Harrisburg Mayor Eric Papenfuse, joined by other local officials, prepares to cut the ribbon to the first renovated house in MulDer Square.

A family on Hummel Street will get the keys to their new house today, but their path to homeownership wasn’t a typical one.

The purchase of a newly renovated home at 243 Hummel St. marks the first sale in a long-term community development project that aims to raise property values in and attract private developers to Allison Hill’s MulDer Square. Overall, more than $20 million is expected to flow into the area in the coming years.

“This is the rebirth of the MulDer Square neighborhood,” Mayor Eric Papenfuse said at a press conference this morning, just hours before the sale was scheduled to close.

Papenfuse noted that the $70,000 sales price of the home was almost twice the median value of other single-family properties in the neighborhood. He said that the buyer, a woman with two children, qualified for homeownership assistance programs through the city and Dauphin County.

The family’s mortgage will be less than $500 per month, and they will pay only $45 in property taxes each year thanks to Harrisburg’s LERTA tax abatement program.

The goal of these programs is to make homeownership affordable to low- and moderate-income families, officials said. Gary Lenker, executive director of Tri-County HDC, said that families must make at least 80 percent of the city’s median family income to qualify for HDC’s homebuyer programs. The median is currently $53,800 for a family of three, he said.

Lenker and Papenfuse said that the Hummel Street property was dilapidated when it was acquired by Tri-County HDC, but not as severely blighted as other parcels on the street. Tri-County HDC gut-renovated the four-bedroom, 1.5-bath home and plans to give the same treatment to three more single-family units on the street this year.

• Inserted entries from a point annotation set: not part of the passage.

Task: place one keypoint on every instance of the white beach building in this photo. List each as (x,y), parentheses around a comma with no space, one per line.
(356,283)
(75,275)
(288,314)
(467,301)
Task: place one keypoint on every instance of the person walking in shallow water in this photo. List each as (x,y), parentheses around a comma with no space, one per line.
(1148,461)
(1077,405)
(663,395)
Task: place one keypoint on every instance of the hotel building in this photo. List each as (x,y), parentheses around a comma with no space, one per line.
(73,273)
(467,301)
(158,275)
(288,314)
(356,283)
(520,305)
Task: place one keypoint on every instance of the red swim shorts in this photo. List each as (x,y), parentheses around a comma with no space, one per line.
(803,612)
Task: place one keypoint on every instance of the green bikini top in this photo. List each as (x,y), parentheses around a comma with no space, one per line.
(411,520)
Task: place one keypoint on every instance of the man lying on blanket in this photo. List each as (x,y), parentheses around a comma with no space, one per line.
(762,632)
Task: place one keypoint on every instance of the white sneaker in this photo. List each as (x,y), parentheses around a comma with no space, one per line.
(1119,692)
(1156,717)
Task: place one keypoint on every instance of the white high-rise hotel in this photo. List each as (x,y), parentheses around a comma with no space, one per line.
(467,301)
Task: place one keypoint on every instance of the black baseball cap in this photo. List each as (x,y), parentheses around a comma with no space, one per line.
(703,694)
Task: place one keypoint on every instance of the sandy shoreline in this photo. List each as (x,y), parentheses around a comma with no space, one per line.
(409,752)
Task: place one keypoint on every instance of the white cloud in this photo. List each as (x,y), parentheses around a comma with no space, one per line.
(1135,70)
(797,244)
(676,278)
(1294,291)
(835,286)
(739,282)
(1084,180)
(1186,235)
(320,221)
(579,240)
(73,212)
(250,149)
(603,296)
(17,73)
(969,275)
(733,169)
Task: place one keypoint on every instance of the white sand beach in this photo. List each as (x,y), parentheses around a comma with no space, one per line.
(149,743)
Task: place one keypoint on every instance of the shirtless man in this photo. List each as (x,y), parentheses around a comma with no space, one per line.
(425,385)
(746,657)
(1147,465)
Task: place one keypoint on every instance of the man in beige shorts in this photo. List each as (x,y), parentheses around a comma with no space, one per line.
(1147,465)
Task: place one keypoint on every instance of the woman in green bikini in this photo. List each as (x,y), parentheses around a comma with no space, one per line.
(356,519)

Tri-County has also demolished blighted properties, including five fire-ravaged townhomes. The organization expects to level that empty lot and prime it as a site for future building.

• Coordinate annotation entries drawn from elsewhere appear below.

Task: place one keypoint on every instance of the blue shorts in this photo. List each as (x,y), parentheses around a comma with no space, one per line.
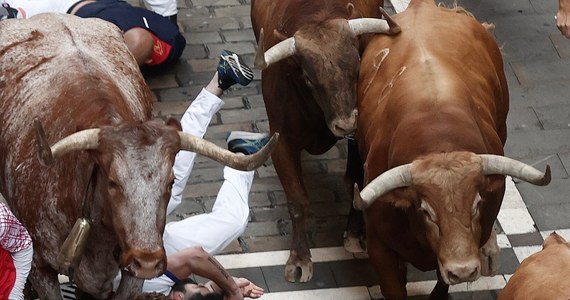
(126,16)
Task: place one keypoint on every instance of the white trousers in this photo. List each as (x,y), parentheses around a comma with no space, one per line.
(23,263)
(228,219)
(165,8)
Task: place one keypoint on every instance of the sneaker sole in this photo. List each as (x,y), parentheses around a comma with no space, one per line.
(245,135)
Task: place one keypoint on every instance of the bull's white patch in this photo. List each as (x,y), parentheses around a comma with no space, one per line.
(139,167)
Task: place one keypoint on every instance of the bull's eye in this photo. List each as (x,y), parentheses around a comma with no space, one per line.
(476,205)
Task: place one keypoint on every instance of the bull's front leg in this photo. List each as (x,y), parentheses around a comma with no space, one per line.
(129,287)
(44,280)
(287,163)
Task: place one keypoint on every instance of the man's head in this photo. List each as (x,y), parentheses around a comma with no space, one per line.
(151,296)
(188,289)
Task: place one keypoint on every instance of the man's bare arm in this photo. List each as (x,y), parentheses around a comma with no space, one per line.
(195,260)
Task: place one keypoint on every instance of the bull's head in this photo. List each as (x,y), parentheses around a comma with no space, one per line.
(446,193)
(329,60)
(135,178)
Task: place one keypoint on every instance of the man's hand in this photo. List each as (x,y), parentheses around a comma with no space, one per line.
(563,18)
(248,289)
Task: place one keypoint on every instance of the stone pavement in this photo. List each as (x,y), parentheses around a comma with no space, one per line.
(537,64)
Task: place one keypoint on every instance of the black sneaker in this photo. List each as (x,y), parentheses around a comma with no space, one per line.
(232,70)
(246,142)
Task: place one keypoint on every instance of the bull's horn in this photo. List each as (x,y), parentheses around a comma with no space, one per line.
(282,50)
(237,161)
(394,178)
(81,140)
(371,25)
(497,164)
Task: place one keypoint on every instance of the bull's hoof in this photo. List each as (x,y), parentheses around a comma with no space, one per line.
(354,244)
(297,269)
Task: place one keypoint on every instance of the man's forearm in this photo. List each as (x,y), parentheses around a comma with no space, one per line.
(563,17)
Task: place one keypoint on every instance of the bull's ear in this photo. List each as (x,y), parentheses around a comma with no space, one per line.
(280,36)
(401,198)
(174,123)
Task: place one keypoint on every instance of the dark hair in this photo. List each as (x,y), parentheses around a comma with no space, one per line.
(211,296)
(151,296)
(179,286)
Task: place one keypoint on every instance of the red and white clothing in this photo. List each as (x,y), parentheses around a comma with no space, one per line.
(165,8)
(16,253)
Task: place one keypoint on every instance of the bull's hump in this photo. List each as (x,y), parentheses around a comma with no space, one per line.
(51,48)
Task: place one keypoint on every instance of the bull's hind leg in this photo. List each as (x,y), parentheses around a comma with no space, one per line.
(287,163)
(354,236)
(44,281)
(441,289)
(129,287)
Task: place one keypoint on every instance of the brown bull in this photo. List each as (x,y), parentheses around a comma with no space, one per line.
(111,164)
(543,275)
(432,105)
(309,89)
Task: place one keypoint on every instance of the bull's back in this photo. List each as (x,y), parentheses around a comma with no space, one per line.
(429,68)
(70,73)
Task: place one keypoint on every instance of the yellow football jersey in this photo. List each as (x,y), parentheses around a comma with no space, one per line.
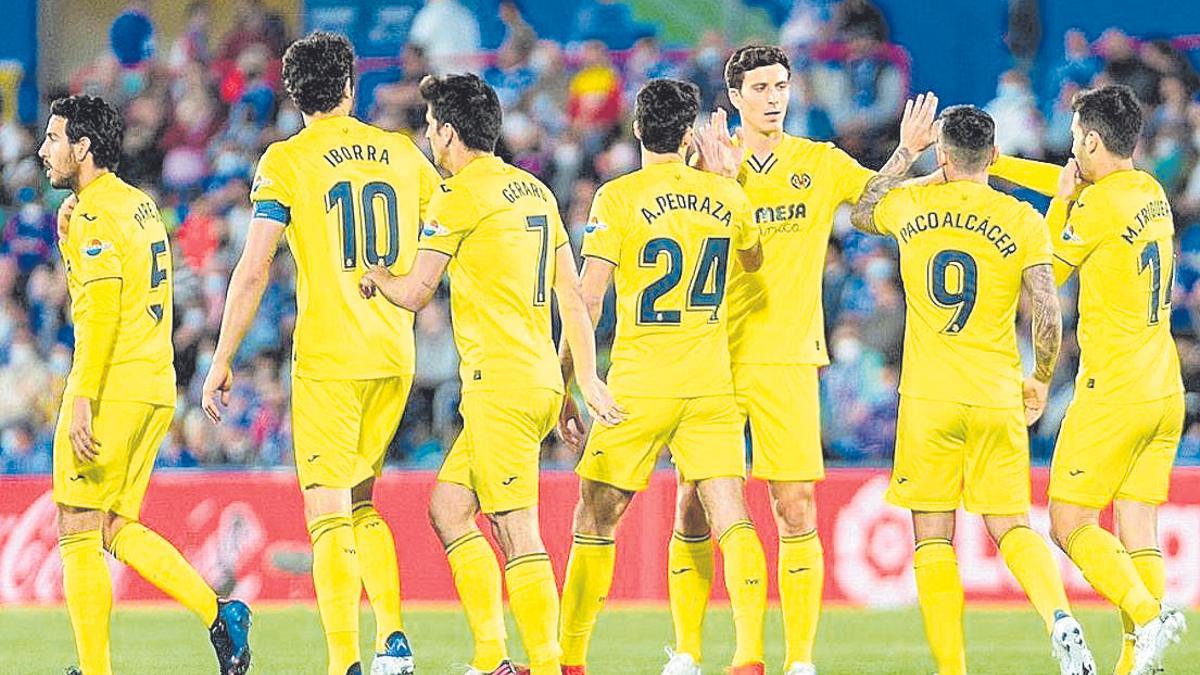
(115,233)
(775,314)
(352,196)
(670,230)
(964,248)
(1120,234)
(502,228)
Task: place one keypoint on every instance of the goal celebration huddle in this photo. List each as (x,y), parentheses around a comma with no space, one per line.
(715,250)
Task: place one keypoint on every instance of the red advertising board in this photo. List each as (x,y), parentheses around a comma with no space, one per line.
(245,531)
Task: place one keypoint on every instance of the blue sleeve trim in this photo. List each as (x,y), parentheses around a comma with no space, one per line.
(270,209)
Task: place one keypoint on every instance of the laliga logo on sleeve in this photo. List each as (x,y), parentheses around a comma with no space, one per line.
(433,228)
(95,248)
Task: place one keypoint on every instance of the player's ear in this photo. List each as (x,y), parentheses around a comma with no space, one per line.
(79,149)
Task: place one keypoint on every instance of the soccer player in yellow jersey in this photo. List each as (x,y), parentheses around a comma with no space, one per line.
(120,394)
(777,340)
(499,232)
(665,234)
(967,254)
(347,196)
(1113,225)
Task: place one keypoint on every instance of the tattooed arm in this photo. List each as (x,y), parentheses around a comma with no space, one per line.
(1039,285)
(862,215)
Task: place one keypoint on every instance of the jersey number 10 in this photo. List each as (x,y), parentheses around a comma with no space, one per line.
(341,197)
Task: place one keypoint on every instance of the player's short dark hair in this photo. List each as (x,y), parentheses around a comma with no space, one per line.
(666,109)
(316,70)
(90,117)
(1114,113)
(753,57)
(969,136)
(467,103)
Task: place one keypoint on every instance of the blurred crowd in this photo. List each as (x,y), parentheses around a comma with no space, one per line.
(201,107)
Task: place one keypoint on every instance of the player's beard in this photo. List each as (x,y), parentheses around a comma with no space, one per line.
(65,179)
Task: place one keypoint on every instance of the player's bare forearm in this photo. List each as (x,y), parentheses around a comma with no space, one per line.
(1039,284)
(246,288)
(862,215)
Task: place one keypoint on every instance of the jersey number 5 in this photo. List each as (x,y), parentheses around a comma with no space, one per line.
(341,197)
(707,282)
(960,298)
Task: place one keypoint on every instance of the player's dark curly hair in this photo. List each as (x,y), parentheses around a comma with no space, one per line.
(316,70)
(467,103)
(969,136)
(753,57)
(1114,113)
(666,109)
(90,117)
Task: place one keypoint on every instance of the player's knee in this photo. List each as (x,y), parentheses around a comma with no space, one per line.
(690,517)
(1066,518)
(796,509)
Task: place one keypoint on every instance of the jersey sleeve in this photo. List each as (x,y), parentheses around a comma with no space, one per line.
(851,175)
(747,232)
(1084,231)
(603,234)
(451,217)
(892,210)
(101,248)
(271,190)
(1037,237)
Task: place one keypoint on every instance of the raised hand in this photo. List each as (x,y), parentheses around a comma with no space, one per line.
(917,126)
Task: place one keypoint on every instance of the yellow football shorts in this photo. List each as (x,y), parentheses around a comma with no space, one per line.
(498,449)
(1123,451)
(341,428)
(130,435)
(705,435)
(783,406)
(952,453)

Papenfuse said that filling in vacant lots and rehabilitating existing structures will “change the fundamental perception of the neighborhood.” In time, he also hopes that a more robust real estate market will draw private developers into the neighborhood.

“In a few years, this should be a wonderful neighborhood in which to live and walk to work,” Papenfuse said.

Residents, for their part, are happy to see visible change to the neighborhood.

“It makes us feel good that we’re seeing the progress of our efforts,” said Shirley Blanton, a Tri-County HDC board member who lives on Berryhill Street.

The investments in MulDer Square are part of a multi-partner community development project that began in 2016. That year, PennDOT made $14 million in improvements to the Mulberry Street Bridge, which connects Mulberry Street in Allison Hill to 4th street in downtown Harrisburg.

In addition to the city and Tri-County HDC, the Harrisburg Housing Authority, Brethren Housing Corp., Harrisburg Redevelopment Authority, Tri-County Community Action and Capital Region Water have all pledged to rehabilitate properties and infrastructure in the neighborhood.